図13は、基材1上に着弾した液滴を模式的に表したものであり、例えば図12のノズル(●)から吐出された液滴は、図13(a)の液滴(●)に対応している。図13(a)は液体吐出ヘッド3の描画方向を図の左から右へ移動して描画した場合の例であり、図中の(1)〜(6)は着弾位置と着弾の順番を示している。なお、図13(a)に示す描画は、前述の第2の実施形態とほぼ同様の吐出位置制御によって行われる。

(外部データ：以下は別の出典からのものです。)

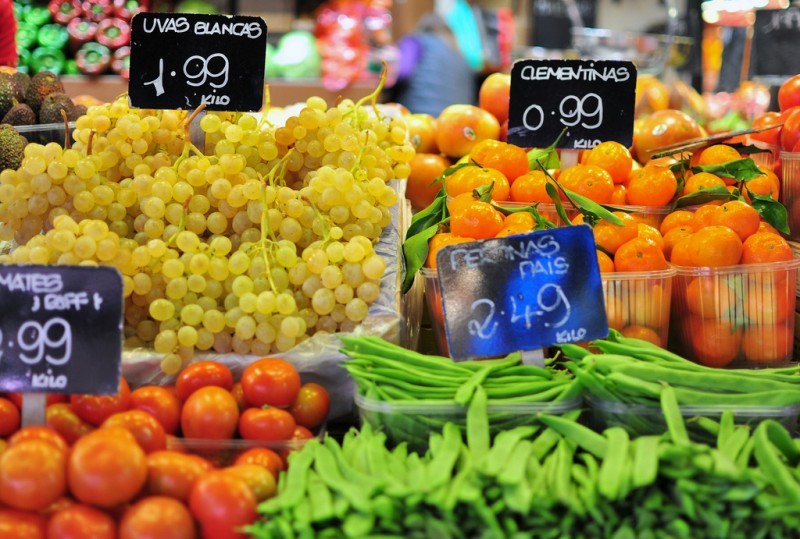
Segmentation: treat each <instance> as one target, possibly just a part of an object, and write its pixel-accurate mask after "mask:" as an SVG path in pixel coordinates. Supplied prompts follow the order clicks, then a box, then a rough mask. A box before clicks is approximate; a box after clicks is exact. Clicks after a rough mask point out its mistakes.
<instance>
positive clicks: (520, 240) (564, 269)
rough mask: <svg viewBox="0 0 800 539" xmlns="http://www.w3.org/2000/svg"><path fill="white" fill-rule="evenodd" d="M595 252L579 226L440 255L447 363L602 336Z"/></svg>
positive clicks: (472, 247) (450, 250)
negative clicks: (447, 348) (552, 344)
mask: <svg viewBox="0 0 800 539" xmlns="http://www.w3.org/2000/svg"><path fill="white" fill-rule="evenodd" d="M595 248H596V247H595V242H594V236H592V231H591V229H590V228H589V227H588V226H587V225H580V226H570V227H564V228H556V229H552V230H543V231H537V232H531V233H529V234H521V235H518V236H509V237H505V238H496V239H490V240H483V241H476V242H470V243H463V244H458V245H452V246H448V247H444V248H443V249H441V250H440V251H439V252H438V253H437V256H436V263H437V266H438V268H439V271H438V274H439V284H440V286H441V291H442V303H443V307H444V319H445V330H446V333H447V343H448V346H449V349H450V355H451V356H452V357H453V358H454V359H459V360H463V359H470V358H480V357H492V356H500V355H504V354H508V353H510V352H514V351H518V350H533V349H536V348H541V347H544V346H549V345H551V344H562V343H568V342H578V341H585V340H589V339H595V338H598V337H604V336H606V335H607V334H608V321H607V320H606V311H605V302H604V299H603V288H602V283H601V281H600V269H599V268H598V266H597V258H596V257H595V256H594V252H595Z"/></svg>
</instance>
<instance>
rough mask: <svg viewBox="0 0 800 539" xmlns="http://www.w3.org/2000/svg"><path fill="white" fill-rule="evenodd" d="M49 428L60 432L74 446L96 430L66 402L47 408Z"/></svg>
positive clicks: (47, 423)
mask: <svg viewBox="0 0 800 539" xmlns="http://www.w3.org/2000/svg"><path fill="white" fill-rule="evenodd" d="M45 422H46V423H47V426H48V427H50V428H52V429H54V430H55V431H56V432H58V433H59V434H60V435H61V436H62V437H63V438H64V440H66V441H67V443H68V444H70V445H72V444H74V443H75V442H77V441H78V439H79V438H81V437H82V436H86V435H87V434H89V433H90V432H92V431H93V430H94V427H93V426H92V425H90V424H89V423H87V422H86V421H84V420H83V419H81V418H80V417H78V414H76V413H75V412H73V411H72V408H71V407H70V405H69V404H67V403H66V402H58V403H56V404H51V405H50V406H48V407H47V411H46V412H45Z"/></svg>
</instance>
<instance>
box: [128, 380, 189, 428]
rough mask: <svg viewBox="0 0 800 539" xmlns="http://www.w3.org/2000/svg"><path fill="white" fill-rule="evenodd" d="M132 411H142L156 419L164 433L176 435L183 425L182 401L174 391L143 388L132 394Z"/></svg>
mask: <svg viewBox="0 0 800 539" xmlns="http://www.w3.org/2000/svg"><path fill="white" fill-rule="evenodd" d="M130 407H131V410H142V411H143V412H147V413H148V414H150V415H152V416H153V417H155V418H156V419H157V420H158V422H159V423H161V426H162V427H163V428H164V432H166V433H167V434H175V433H176V432H177V431H178V427H179V426H180V424H181V401H180V400H179V399H178V397H177V396H176V395H175V393H174V392H173V391H170V390H169V389H167V388H165V387H161V386H142V387H140V388H138V389H135V390H134V391H133V393H131V406H130Z"/></svg>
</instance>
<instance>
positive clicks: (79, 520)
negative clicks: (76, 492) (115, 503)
mask: <svg viewBox="0 0 800 539" xmlns="http://www.w3.org/2000/svg"><path fill="white" fill-rule="evenodd" d="M47 537H48V539H56V538H58V539H116V538H117V523H116V522H114V519H113V518H111V516H110V515H109V514H108V513H104V512H103V511H101V510H99V509H96V508H94V507H92V506H89V505H83V504H77V503H73V504H72V505H70V506H69V507H65V508H64V509H61V510H58V511H56V512H55V513H54V514H53V516H51V517H50V520H49V521H48V523H47Z"/></svg>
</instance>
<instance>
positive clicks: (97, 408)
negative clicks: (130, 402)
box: [69, 378, 131, 427]
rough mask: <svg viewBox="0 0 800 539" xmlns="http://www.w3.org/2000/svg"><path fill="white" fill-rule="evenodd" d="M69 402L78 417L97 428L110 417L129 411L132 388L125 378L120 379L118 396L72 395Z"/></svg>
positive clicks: (103, 395) (117, 395) (130, 400)
mask: <svg viewBox="0 0 800 539" xmlns="http://www.w3.org/2000/svg"><path fill="white" fill-rule="evenodd" d="M69 402H70V406H72V410H73V411H74V412H75V413H76V414H78V417H80V418H81V419H83V420H84V421H86V422H88V423H90V424H92V425H94V426H95V427H97V426H99V425H100V423H102V422H103V421H105V420H106V419H108V418H109V417H110V416H112V415H114V414H116V413H118V412H124V411H125V410H127V409H128V406H130V402H131V388H130V387H129V386H128V382H127V381H126V380H125V378H120V381H119V391H117V394H116V395H72V396H71V397H70V401H69Z"/></svg>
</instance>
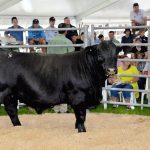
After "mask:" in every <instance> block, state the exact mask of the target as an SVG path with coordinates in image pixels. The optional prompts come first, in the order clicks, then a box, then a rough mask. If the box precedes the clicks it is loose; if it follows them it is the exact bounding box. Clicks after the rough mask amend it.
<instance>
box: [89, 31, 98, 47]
mask: <svg viewBox="0 0 150 150" xmlns="http://www.w3.org/2000/svg"><path fill="white" fill-rule="evenodd" d="M91 40H92V39H90V43H91V45H92V44H93V45H97V44H100V40H99V39H98V37H97V34H96V32H94V43H92V41H91Z"/></svg>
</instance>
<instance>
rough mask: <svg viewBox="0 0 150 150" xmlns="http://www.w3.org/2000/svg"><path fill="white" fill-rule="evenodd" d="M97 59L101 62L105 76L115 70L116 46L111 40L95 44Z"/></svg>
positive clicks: (116, 57)
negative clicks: (109, 40) (97, 44)
mask: <svg viewBox="0 0 150 150" xmlns="http://www.w3.org/2000/svg"><path fill="white" fill-rule="evenodd" d="M96 49H97V57H98V61H99V62H101V64H102V67H103V69H104V70H105V72H106V75H107V76H110V75H113V74H115V73H116V70H117V47H116V46H115V44H114V43H112V42H111V41H103V42H101V44H100V45H98V46H97V48H96Z"/></svg>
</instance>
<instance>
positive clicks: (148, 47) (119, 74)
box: [91, 25, 150, 107]
mask: <svg viewBox="0 0 150 150" xmlns="http://www.w3.org/2000/svg"><path fill="white" fill-rule="evenodd" d="M127 28H129V29H136V28H138V29H148V43H140V44H137V43H136V44H135V43H132V44H131V43H120V44H116V46H120V47H121V46H147V47H148V59H118V60H119V61H130V62H147V63H148V75H134V74H132V75H131V74H118V75H117V76H126V77H142V78H148V79H149V80H148V90H134V89H123V88H108V87H105V88H104V89H105V90H107V91H108V90H115V91H116V90H117V91H131V92H144V93H147V95H148V105H144V104H143V105H140V104H134V106H144V107H150V26H138V27H137V26H121V27H116V26H111V27H94V25H91V38H92V39H91V43H92V44H94V31H95V30H104V29H127ZM102 103H105V104H118V105H133V104H127V103H122V102H121V103H115V102H109V101H103V102H102Z"/></svg>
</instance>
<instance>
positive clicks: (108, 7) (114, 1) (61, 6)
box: [0, 0, 150, 20]
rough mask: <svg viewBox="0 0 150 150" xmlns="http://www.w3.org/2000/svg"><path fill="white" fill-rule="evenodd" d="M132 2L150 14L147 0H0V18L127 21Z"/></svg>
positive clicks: (128, 16) (149, 6)
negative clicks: (135, 0) (125, 19)
mask: <svg viewBox="0 0 150 150" xmlns="http://www.w3.org/2000/svg"><path fill="white" fill-rule="evenodd" d="M134 2H139V4H140V7H141V8H142V9H144V10H145V11H146V13H147V14H149V13H150V5H149V1H148V0H142V1H141V0H136V1H135V0H126V1H125V0H75V1H73V0H0V16H3V17H5V16H22V17H25V16H26V17H33V16H34V17H49V16H55V17H64V16H70V17H75V19H77V20H81V19H129V13H130V10H131V9H132V4H133V3H134Z"/></svg>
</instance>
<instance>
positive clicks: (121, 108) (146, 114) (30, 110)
mask: <svg viewBox="0 0 150 150" xmlns="http://www.w3.org/2000/svg"><path fill="white" fill-rule="evenodd" d="M69 112H70V113H72V112H73V110H72V109H71V108H69ZM90 112H93V113H114V114H132V115H133V114H135V115H144V116H150V108H144V109H143V110H141V107H135V109H134V110H127V109H126V106H119V107H118V108H113V107H112V105H108V108H107V109H106V110H104V108H103V105H102V104H101V105H98V106H97V107H96V108H94V109H90ZM18 113H19V115H22V114H33V115H34V114H36V112H35V111H34V110H33V109H30V108H28V107H26V106H24V107H21V108H20V109H19V110H18ZM43 113H54V111H53V109H47V110H46V111H44V112H43ZM5 115H7V113H6V112H5V110H4V107H0V116H5Z"/></svg>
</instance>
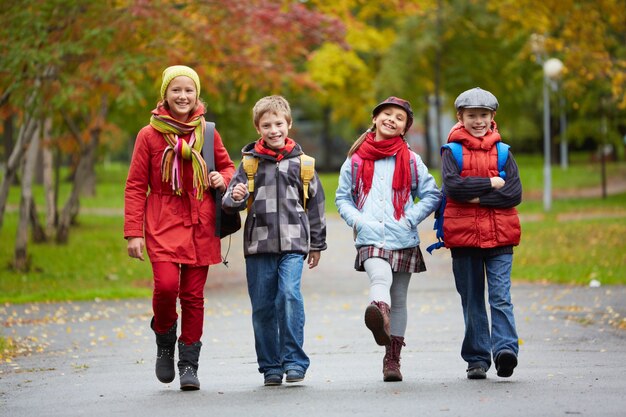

ここで、導電ドットに対して主走査方向側に位置する絶縁ドットとは、図13(c)のドット(12)とドット(11)(●)のように主走査方向に近接するドットのほかに、図14(c)のドット(5)とドット(4)(△)のように、主走査方向側に近接して形成されるドットの隣(主走査方向と交差する方向)に位置する絶縁ドット(導電ドットとに近接)も含まれる。
2,3 液体吐出ヘッド
10 絶縁性溶液の液滴
11 導電性溶液の液滴
12 第1層目のパターン
13 第2層目のパターン
14 第3層目のパターン
20a,20b ノズル
30a,30b,30c ノズル列
40 位置検出部
41 描画位置発生部
42 ヘッド制御部
44 主制御部
45 バッファメモリ
46 機構部
50 メモリ制御部
101 CRリニアモータ
102 LFリニアモータ
103 ステージ
106,107 原点センサ
109 キャリッジ
111,112 リニアエンコーダ
Claims (4)
- 絶縁性のパターンを形成する絶縁性溶液と、導電性のパターンを形成する導電性溶液とを基材に吐出することで、前記絶縁性溶液からなる絶縁ドットと前記導電性溶液からなる導電ドットとを前記基材に形成する液体吐出手段と、
前記液体吐出手段の前記各溶液の吐出動作を制御する制御手段と、
前記液体吐出手段と前記基材とを主走査方向に沿って相対的に移動させる移動手段と、を有し、前記導電ドット及び絶縁ドットの複数からなる回路パターンを形成する回路パターン形成装置であって、
前記液体吐出手段は、前記主走査方向との交差方向に沿って前記絶縁性溶液を吐出するノズルが複数配置された第1ノズル列と、前記導電性溶液を吐出するノズルが前記交差方向に沿って複数形成された第2ノズル列とが並設され、かつ前記第1ノズル列が前記第2ノズル列より前記主走査方向において前方側に配置されてなり、
前記制御手段は、前記基材上に、前記絶縁ドットと前記導電ドットとが近接して形成される際に、前記液体吐出手段による同一の主走査において、前記基材に対して前記液体吐出手段が相対的に移動する方向に位置する前記絶縁ドットを前記導電ドットより先に前記基材上に形成するよう制御することを特徴とする回路パターン形成装置。 - 前記液体吐出手段は、複数の前記第1ノズル列の間に、少なくとも1つ前記第2ノズル列が並設され、
前記移動手段は、前記液体吐出手段と前記基材との前記主走査方向における相対移動を、往路方向および復路方向に行い、
前記制御手段は、前記液体吐出手段の往路方向への相対移動および復路方向への相対移動において前記各ノズル列からの液滴の吐出を可能とすることを特徴とする請求項1に記載の回路パターン形成装置。 - 前記液体吐出手段の位置を検出する位置検出手段と、
前記液体吐出手段が実行しようとする走査が往路方向への移動であるか復路方向への移動であるかを判別する移動方向判別手段と、を更に有し、
前記制御手段は、前記位置検出手段から出力される位置情報と、前記移動方向判別手段によって判別された移動方向と、前記基材に形成すべき前記回路パターンのデータとに応じて前記液体吐出手段の吐出動作を制御することを特徴とする請求項1または2に記載の回路パターン形成装置。 - 絶縁性のパターンを形成する絶縁性溶液と、導電性のパターンを形成する導電性溶液とを基材に吐出することで、前記絶縁性溶液からなる絶縁ドットと前記導電性溶液からなる導電ドットとを前記基材に形成する液体吐出手段と、前記液体吐出手段と前記基材とを、主走査方向に沿って相対的に移動させる移動手段と、を有し、前記導電ドット及び絶縁ドットの複数からなる回路パターンを形成する回路パターン形成方法であって、
前記基材上に、前記絶縁ドットと前記導電ドットとが近接して形成される際に、前記液体吐出手段による同一の主走査において、前記基材に対して前記液体吐出手段が相対的に移動する方向に位置する前記絶縁ドットを前記導電ドットより先に前記基材上に形成することを特徴とする回路パターン形成方法。